Simplify −4(7b+3)+24b−8 .
Simplifying the expression, we have:
−4(7b+3)+24b−8
Distributing the -4 to each term inside the parentheses:
-28b - 12 + 24b - 8
Combining like terms:
(-28b + 24b) + (-12 - 8)
-4b + (-20)
Combining like terms:
-4b - 20
So, −4(7b+3)+24b−8 simplifies to -4b - 20.
To simplify the expression −4(7b+3)+24b−8, we will follow the order of operations.
Step 1: Simplify the expression inside the parentheses first.
-4(7b+3) becomes -4(7b) + -4(3).
Simplifying further, we have -28b -12.
Step 2: Distribute the -4 to both terms inside the parentheses.
So, -4(7b+3) becomes -28b -12.
Step 3: Combine like terms.
Combining -28b -12 with 24b - 8, we have: (-28b + 24b) + (-12 - 8).
Simplifying further, we get -4b - 20.
Therefore, the simplified expression is -4b - 20.
To simplify the given expression, you need to apply the distributive property and combine like terms.

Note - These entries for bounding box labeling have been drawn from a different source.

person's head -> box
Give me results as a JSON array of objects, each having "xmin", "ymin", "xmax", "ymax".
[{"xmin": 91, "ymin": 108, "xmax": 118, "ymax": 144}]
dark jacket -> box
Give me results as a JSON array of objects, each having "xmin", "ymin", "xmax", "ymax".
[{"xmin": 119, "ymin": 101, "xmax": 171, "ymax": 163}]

Here's how you can do it step by step:
1. Start by applying the distributive property to the first term, which is −4 multiplied by the expression (7b+3).
-4(7b+3) = -4 * 7b + (-4) * 3
Simplifying further: -28b - 12
2. Now, let's write down the entire expression with the simplified first term:
-28b - 12 + 24b - 8
3. Next, combine the like terms. In this case, the like terms are the terms with the variable 'b'. Combine the terms -28b and 24b:
-28b + 24b = -4b
4. Now, write down the entire expression with the combined 'b' terms:
-4b - 12 - 8
5. Finally, combine the constant terms -12 and -8:
-12 - 8 = -20
Therefore, the simplified form of the expression −4(7b+3)+24b−8 is -4b - 20.